The variety of fee changes proposed in the FY 2017 DoD budget will make your head spin:

  • new enrollment fees;
  • new names for TRICARE Prime and Standard;
  • means-tested fees (basing fees on your retired pay amount);
  • different charges for seeing in-network versus out-of-network providers;
  • changing some cost shares from a percentage of the doctor bill to flat fees that vary for different kinds of providers;
  • adjusting fees by a new measure of health care inflation instead of the same COLA that applies to retired pay;
  • and more.

Put all those changes together, and it’s tough to figure out what they mean for real people.  How, exactly, would they change what you can expect to pay for your military health care coverage?

The answer, as usual, is it depends.

It depends on whether you use TRICARE Standard, TRICARE Prime, TRICARE Reserve Select, TRICARE For Life, etcetera. It depends on whether you get your care in a military facility, from a civilian doctor in the DoD network, or from a doctor who’s not in the network. It depends on how much health care you and your family use.

MOAA has prepared some examples to show how the changes would affect annual costs for various currently serving and retired military families, assuming certain levels of health care needs. Most active duty families probably would see lower costs, while most retired families would pay significantly more.  (Click on examples here or above to see the examples  GF)

But these are only snapshots, estimating what your costs would be in the first year if all the various changes were enacted by Congress.

The real penalty they entail lies in how they would change your share of health care expenses over time.

Under current law, selected fees and copayments are adjusted annually by the same percentage as the retired-pay COLA.

The new proposals would adjust all fees and copayments annually by a measure of health care inflation called the National Health Expenditures (NHE) index — which is projected to grow at about 5.2 percent a year.

What would that mean to you? The charts below show how annual fees for a retired family in TRICARE Prime (in-network) and a family in TRICARE Standard (out-of-network) would jump the first year (2018) and then would grow dramatically faster in future years than they would if fees stayed indexed to the retired-pay COLA.

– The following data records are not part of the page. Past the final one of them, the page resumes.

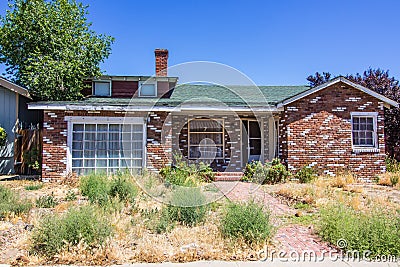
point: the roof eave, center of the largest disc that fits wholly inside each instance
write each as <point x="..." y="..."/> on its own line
<point x="14" y="88"/>
<point x="334" y="81"/>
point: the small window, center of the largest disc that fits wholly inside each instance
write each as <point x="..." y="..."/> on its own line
<point x="206" y="139"/>
<point x="102" y="88"/>
<point x="147" y="89"/>
<point x="364" y="130"/>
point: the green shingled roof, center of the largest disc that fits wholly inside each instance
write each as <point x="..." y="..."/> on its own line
<point x="233" y="96"/>
<point x="236" y="95"/>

And how about the proposal to change in-network cost-shares from a percentage of the provider’s charges to a flat fee?

When you pay a percentage of charges under TRICARE Standard, your cost share rises over time by the same percentage as the payment to the doctor. TRICARE payments to doctors are tied to Medicare’s, and Medicare payments to doctors have risen very slowly over the past decade as Congress has tried to keep a lid on health costs. That means your cost share (20 percent of allowed charges for active duty families; 25 percent for retirees) has risen slowly as well.

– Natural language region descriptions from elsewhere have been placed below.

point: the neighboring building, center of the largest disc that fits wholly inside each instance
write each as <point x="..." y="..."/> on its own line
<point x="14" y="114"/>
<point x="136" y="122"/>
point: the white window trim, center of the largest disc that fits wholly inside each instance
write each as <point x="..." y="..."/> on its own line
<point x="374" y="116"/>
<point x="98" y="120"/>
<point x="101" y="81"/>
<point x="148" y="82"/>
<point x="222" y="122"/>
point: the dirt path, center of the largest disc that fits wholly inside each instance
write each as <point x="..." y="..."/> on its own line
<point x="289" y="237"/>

But what if your payment is switched to a flat fee that is adjusted subsequently at the rate of 5.2 percent a year, as envisioned in the defense budget proposal?

At that rate, your cost would double in about 11 years — much faster than Medicare and TRICARE payments to doctors have grown.

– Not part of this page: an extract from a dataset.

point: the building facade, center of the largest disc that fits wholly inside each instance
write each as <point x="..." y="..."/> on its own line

Let’s assume your doctor bill is $100. Your TRICARE Standard cost-share as a retiree under 65 today is 25 percent of that, or $25. That’s exactly the flat fee the new budget proposals envision for an in-network primary care visit in 2018.

But how would that change over time?

Let’s assume that $100 Medicare/TRICARE payment to the doctor grows at 1.5 percent a year — which is faster than it actually has grown in the past.

In 10 years, the TRICARE payment to the doctor would be $122, but your $25 flat fee would have grown to $46 — and instead of paying 25 percent of the doctor bill, your share would have risen to 37 percent.


No matter what you think of the initial fee changes, the biggest potential effect of these proposals, if enacted, might be how much faster they would escalate your health care costs over 20 to 30 years.

Suffice to say, time would not be on your side from that perspective.




That’s it for today- Thanks for your help!